Sto preparando o finendo le “7 mogli di Landru” : nudi ritagliati con effetto di trompe l’oeil.
(Rispondendo alle sue domande, mi rendo conto che impiego quasi sempre lo stesso procedimento
E cioè, quando desidero fare un quadro nuovo, comincio per fare qualche schizzo, come tutti, per ricordarmi, poi faccio una serie di quadri per impadronirmi della nuova forma e solo in seguito m’impegno alla realizzazione dell’opera. In questo caso il quadro rappresenterà una spiaggia estiva affollata e si chiamerà forse : l’abbronzatura.)
Su di un soggetto molto più grave, ma che mi sta a cuore, ho cominciato a studiare una ” Pietà Cuddalore” dove vorrei mettere in una relazione di accordo-opposizione la Pietà di Michelangelo con un padre scampato allo tsunami che porta la figlia morta in braccio: sarà una cosa lunga.
E forse non ci riuscirò
Un altro progetto importante, già disegnato a diverse riprese, é la porta dell’inferno o del paradiso? Forse semplicemente la porta.
Infine è assolutamente necessario che realizzi un progetto di figurazione cinetica del 1968.
Si tratta di un’opera che cambia nel tempo; vorrei eseguirla almeno in un esemplare.
Per ora è tutto.
A questo proposito mi viene in mente che, quando, dopo le lauree, mi presentai all’Ecole des Hautes Etudes per fare una ricerca sull’evoluzione semantica della parola “amore, in Europa, tra quattrocento e ottocento, il mio direttore di ricerca mi ascoltò pazientemente e poi mi chiese:
quanto tempo pensa di vivere?
Quali sono i materiali usati nei tuoi ultimi studi?
Sono: legno, tela, pittura ed in minor misura bronzo ed acciaio inossidabile.
Una volta si distingueva tra materiali nobili: oro, argento, platino, pietre dure e semidure, marmi, legni rari ecc : “roba da faraoni” e materiali andanti (per gli altri).
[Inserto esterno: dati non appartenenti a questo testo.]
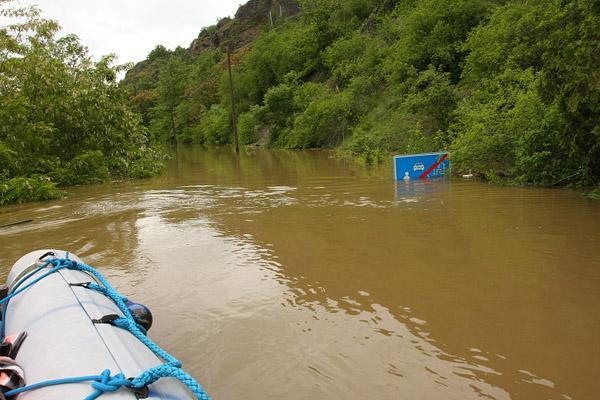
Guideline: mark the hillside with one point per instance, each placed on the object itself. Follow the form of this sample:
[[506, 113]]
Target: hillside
[[511, 88]]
Nell’ elaborazione del prodotto artistico (come si dice oggi) questa distinzione non esiste.
Esiste solo una distinzione di prezzo come provano certi orribili aggeggi d’oro e il fatto che il cemento: l’orribile materiale della depravata cementificazione può diventare in mano a Gaudì, a Nervi o a Piano opera d’arte.
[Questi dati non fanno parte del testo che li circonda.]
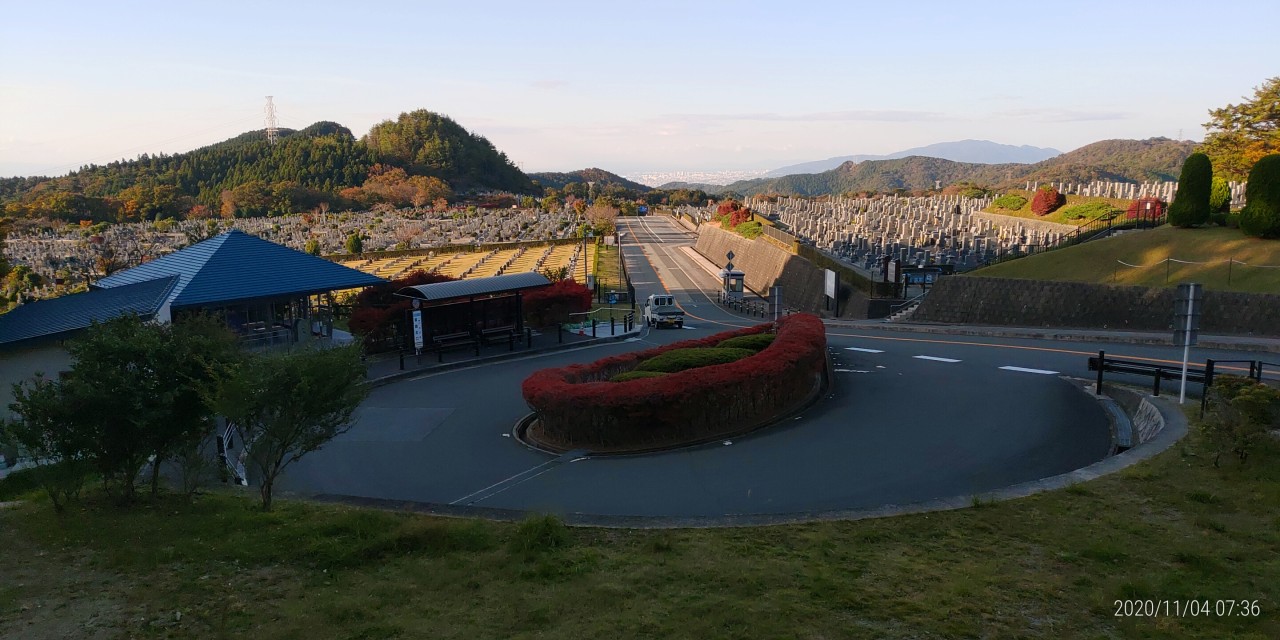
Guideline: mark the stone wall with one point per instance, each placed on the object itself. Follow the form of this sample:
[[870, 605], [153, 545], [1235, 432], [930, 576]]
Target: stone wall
[[1001, 301]]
Amo tutti i materiali: mi piace il ferro ben arrugginito, ma non sono mai riuscito a fissarne la ruggine senza ucciderla: è delicata come le ali della farfalla. Mi piace il vetro,ma non so lavorarlo,
mi piace l’acqua ma non la domino ancora e forse mai, mi piace la ceramica ma se ne è impadronita mia moglie scultrice e ceramista.
Insomma mi accontento di ciò che è a portata dei più sicché per fare i rilievi di tela dei primi quadri
utilizzavo cotone da t-shirt venduto al metro sotto forma di tubo di varie dimensioni su gomma piuma e per le ciglia rhodoid,
Ho utilizzato ogni specie di materiali: plexiglas, mylar, plastiche varie, rame, acciaio, legni di tutti i tipi: vecchi bancali, fondi di armadio, vecchie finestre, mogano, noce, pino, abete, tiglio nonché colla da moquette e poi motori, lampade e micro-switch, lastre di bachelite ramata per circuiti stampati elettronici, prese per far lampeggiare ghirlande di natale.
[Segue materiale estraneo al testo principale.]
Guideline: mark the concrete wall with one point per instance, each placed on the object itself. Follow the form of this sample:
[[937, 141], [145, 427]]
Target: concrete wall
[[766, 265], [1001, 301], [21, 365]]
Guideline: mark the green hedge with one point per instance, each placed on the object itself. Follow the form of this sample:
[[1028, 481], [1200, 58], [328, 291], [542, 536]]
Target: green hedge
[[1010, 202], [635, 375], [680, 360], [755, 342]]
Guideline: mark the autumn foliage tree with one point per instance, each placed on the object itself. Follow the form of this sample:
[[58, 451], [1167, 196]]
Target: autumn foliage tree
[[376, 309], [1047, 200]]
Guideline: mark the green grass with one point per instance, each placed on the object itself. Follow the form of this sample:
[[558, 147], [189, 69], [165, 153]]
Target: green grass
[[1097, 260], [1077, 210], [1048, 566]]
Per quanto riguarda le tele ho sempre preferito quelle di puro lino, ma ho usato anche metis (misto lino) e cotone, soprattutto per intelare tavole di legno.
Nella preparazione delle tele o del legno ho sempre utilizzato colla vinilica ed acqua distillata.
Per dipingere ad acqua pittura vinilica (sopratutto Flash) e per dipingere ad olio un medium fabbricato da me stesso composto da olio nero (olio di noce extra vergine cotto alla litargia d’oro) mastice di Chio, balsamo di Venezia ed essenza d’aspice e, per diluire, essenza di sasso (petrolio)
Comunque tengo a precisare che l’utilizzazione di materiali diversi non corrisponde a un capriccio bensì da una necessità perlopiù tecnico-estetica, sovente anche finanziaria, che nasce dal bisogno di risolvere un problema al momento dell’esecuzione.
Cosa ami del tuo lavoro e quanto ti costa?
E’ un lavoro molto vario in cui si combinano sogno, fai da te, scultura e pittura (talvolta scrittura). Mi piace e mi avvince per cui lavoro praticamente tutti i giorni in media per sette/ otto ore al giorno nell’inutile tentativo di rubare tempo al tempo.
La mia passione per la sperimentazione mi spinge ad esplorare sempre nuove soluzioni.
Il mercato attuale esige riconoscibilità a prima vista e ripetizione senza sorprese: la rinuncia ad un facile successo è il prezzo che pago per avere il diritto di sbagliare, ma forse anche di trovare.